O economista Cláudio Frischtak, da Inter B. Consultoria, destaca que cada um dos consórcios que formalizaram participação no leilão terá bancos de investimentos atuando como “corretores”. Ele explica que, em um leilão feito na Bolsa de Valores, essas instituições se apresentam como “representantes” dos grupos empresariais e dão segurança às transações.

— Por se tratar de um leilão na Bolsa, tem que haver uma corretora representante. Quem, oficialmente, pode colocar as propostas, são as corretoras creditadas junto à Bolsa. E, em um leilão desse porte, há uma sinalização de segurança ao mercado quando é feito pela Bolsa —explicou.

Após duas tentativas de barrar o leilão na Justiça, o presidente do Supremo Tribunal Federal (STF), ministro Luiz Fux, decidiu ontem proibir ações em primeira e segunda instâncias que impeçam o processo de licitação da Cedae, além de ter derrubado uma liminar do Tribunal Regional do Trabalho (TRT).

“Determino a suspensão de toda e qualquer decisão da Justiça de primeiro e de segundo graus que obste, parcial ou integralmente, o andamento do certame licitatório destinado à concessão dos serviços de saneamento básico da Região Metropolitana do Rio de Janeiro, previsto no Decreto 47.422/2020, do governador do Rio de Janeiro, até ulterior decisão no presente incidente”, escreveu.

A Justiça do Trabalho havia atendido a um pedido de sindicatos que representam funcionários da companhia. Eles argumentam que o pregão acarretará a demissão imediata de mais de quatro mil trabalhadores.

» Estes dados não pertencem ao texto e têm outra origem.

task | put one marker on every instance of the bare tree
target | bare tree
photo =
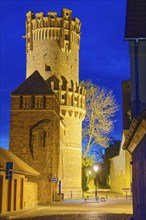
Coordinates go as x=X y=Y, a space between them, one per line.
x=101 y=107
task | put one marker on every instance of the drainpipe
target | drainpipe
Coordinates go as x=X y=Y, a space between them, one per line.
x=136 y=76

O edital de licitação da companhia, no entanto, estabelece a criação de uma espécie de banco de talentos para que as concessionárias admitam funcionários dispensados da estatal. A privatização deve gerar 46 mil empregos diretos e indiretos, de acordo com a modelagem. Esse foi o principal argumento usado pela Procuradoria-Geral do Estado em seu recurso para derrubar a liminar.

PRAZO DE 35 ANOS MANTIDO

Na última semana, Fux já havia determinado que o prazo de concessão da Cedae fosse mantido em 35 anos, como prevê o edital. Para isso, ele precisou suspender outra decisão liminar—essa, da Justiçado Rio—que havia reduzido o período para 25 anos, pelo entendimento de que esse é o tempo máximo previsto pela lei que regulamenta as concessões no estado.

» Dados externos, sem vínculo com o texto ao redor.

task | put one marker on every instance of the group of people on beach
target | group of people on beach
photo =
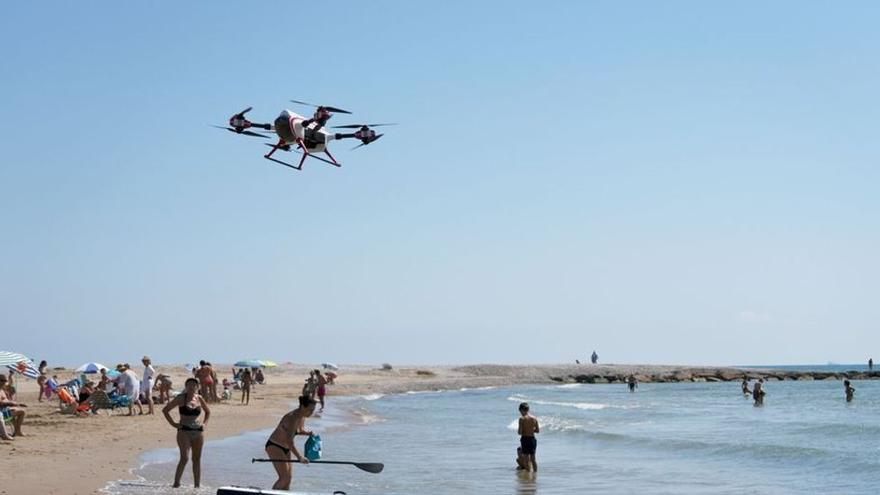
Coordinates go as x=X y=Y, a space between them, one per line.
x=280 y=447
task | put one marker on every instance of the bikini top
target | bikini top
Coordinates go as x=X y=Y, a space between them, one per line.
x=185 y=410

No entender do ministro do STF, “a titularidade dos serviços públicos de saneamento básico segue sendo dos municípios integrantes, a despeito da execução dos serviços se dar de modo conjunto no âmbito da unidade interfederativa”. Logo, a concessão da Cedae não deve seguir o que está na Legislação estadual.

O secretário da Casa Civil, Nicola Miccione, explica que batalhas judiciais desse tipo, às vésperas de grandes leilões, são consideradas “normais”.

— Em um leilão desse tamanho é comum que haja decisões judiciais mais próximas à sua data de realização. Todas essas decisões que tentam embarreirar o leilão são tratadas com naturalidade, tanto pelo governo, quanto pelas empresas interessadas, que conhecem o mercado. A PGR seguirá com os recursos cabíveis —disse.